The amplitude of a wave represented by displacement equation $\sf y = \dfrac{1}{ \sqrt{a} } \: sin \omega t \pm \dfrac{1}{ \sqrt{b} } cos \omega t$

To find :

Amplitude of the wave

Solution :

given that,

$\sf y = \dfrac{1}{ \sqrt{a} } \: sin \omega t ± \dfrac{1}{ \sqrt{b} } cos \omega t$

here we have two waves, If two or more waves reach a particle simultaneously the resultant displacement of the particle in the medium is the vectorial sum of displacement due to individual waves.

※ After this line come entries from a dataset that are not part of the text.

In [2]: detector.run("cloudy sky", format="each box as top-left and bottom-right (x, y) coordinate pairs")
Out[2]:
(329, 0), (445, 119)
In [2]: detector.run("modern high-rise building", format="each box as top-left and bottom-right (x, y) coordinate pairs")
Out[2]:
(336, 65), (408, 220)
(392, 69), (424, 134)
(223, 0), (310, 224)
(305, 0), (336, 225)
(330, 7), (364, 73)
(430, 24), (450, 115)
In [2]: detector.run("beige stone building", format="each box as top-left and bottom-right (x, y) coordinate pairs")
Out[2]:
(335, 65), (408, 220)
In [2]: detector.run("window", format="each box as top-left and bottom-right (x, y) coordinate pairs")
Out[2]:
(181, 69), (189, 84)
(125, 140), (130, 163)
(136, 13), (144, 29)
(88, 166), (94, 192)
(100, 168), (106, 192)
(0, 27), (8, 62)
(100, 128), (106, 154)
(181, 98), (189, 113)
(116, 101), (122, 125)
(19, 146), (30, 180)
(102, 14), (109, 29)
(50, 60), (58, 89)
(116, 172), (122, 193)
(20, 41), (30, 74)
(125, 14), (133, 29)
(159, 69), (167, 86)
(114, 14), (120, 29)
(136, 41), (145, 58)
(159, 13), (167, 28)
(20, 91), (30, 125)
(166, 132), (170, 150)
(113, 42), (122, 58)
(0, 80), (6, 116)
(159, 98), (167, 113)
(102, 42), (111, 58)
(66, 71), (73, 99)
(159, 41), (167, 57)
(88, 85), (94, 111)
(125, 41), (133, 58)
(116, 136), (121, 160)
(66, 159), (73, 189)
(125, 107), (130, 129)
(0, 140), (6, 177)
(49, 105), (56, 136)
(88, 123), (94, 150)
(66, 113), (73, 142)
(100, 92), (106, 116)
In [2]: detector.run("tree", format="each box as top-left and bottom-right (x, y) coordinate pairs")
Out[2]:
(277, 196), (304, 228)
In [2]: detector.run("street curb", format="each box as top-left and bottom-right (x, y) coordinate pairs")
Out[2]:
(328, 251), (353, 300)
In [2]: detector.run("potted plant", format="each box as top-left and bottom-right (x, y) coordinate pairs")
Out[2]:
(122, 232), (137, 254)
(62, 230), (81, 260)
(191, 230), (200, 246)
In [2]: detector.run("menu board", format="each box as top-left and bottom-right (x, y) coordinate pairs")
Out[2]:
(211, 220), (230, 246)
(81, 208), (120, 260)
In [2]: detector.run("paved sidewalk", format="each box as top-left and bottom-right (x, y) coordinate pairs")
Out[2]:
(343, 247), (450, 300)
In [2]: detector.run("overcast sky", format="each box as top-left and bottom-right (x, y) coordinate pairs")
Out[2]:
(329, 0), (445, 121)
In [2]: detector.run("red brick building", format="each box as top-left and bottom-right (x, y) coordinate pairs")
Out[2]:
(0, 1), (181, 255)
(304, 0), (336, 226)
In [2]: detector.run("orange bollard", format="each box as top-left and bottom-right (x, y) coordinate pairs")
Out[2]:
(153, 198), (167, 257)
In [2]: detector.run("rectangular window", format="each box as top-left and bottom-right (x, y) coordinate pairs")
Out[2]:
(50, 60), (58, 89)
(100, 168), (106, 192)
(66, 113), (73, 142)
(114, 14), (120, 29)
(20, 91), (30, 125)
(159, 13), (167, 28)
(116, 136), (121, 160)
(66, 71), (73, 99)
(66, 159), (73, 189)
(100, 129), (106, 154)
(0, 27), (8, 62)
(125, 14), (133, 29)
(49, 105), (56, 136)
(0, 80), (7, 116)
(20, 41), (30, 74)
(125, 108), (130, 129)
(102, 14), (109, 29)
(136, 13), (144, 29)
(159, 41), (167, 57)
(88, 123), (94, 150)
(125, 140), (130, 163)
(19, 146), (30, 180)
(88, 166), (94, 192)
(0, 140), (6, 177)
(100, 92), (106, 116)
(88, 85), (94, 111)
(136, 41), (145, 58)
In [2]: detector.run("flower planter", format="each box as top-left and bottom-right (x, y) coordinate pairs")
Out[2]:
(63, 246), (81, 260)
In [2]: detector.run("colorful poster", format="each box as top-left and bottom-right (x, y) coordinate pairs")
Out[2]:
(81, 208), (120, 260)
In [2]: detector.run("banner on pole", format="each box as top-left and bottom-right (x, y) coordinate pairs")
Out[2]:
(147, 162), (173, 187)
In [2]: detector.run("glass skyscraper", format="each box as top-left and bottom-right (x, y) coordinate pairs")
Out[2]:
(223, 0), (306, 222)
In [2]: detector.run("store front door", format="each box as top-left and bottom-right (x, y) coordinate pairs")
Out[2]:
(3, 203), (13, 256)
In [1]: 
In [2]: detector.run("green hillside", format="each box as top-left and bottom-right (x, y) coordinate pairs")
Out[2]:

$\sf y = y_1 + y_2 \: ....$

According to the question,

$\sf y_1 = \dfrac{1}{ \sqrt{a} } \: sin \omega t$

$\sf y_2 = \dfrac{1}{ \sqrt{b} } cos \omega t$

we know that,

If two vector y₁and y₂ of magnitude y₁and y₂ are acting at an angle θ then the magnitude of their resultant using parallelogram method of vector addition is

$\sf R = \sqrt{ y_1 + y_2 + 2y_1y_2cos \theta}$

By substituting all the values,

$\sf A = \sqrt{ \bigg( \dfrac{1}{ \sqrt{a} }\bigg) ^{2} +\bigg( \dfrac{1}{ \sqrt{b} }\bigg) ^{2} + 2 \times \dfrac{1}{ \sqrt{a} } \times \dfrac{1}{ \sqrt{b} } cos (90)}$

$\sf A = \sqrt{ \dfrac{1}{ a } + \dfrac{1}{ b }+ 2 \times \dfrac{1}{ \sqrt{a} } \times \dfrac{1}{ \sqrt{b} } (0)}$

$\sf A = \sqrt{ \dfrac{1}{ a } + \dfrac{1}{ b }}$

$\sf A = \sqrt{ \dfrac{b + a}{ ab } }$

thus, option (d) is correct.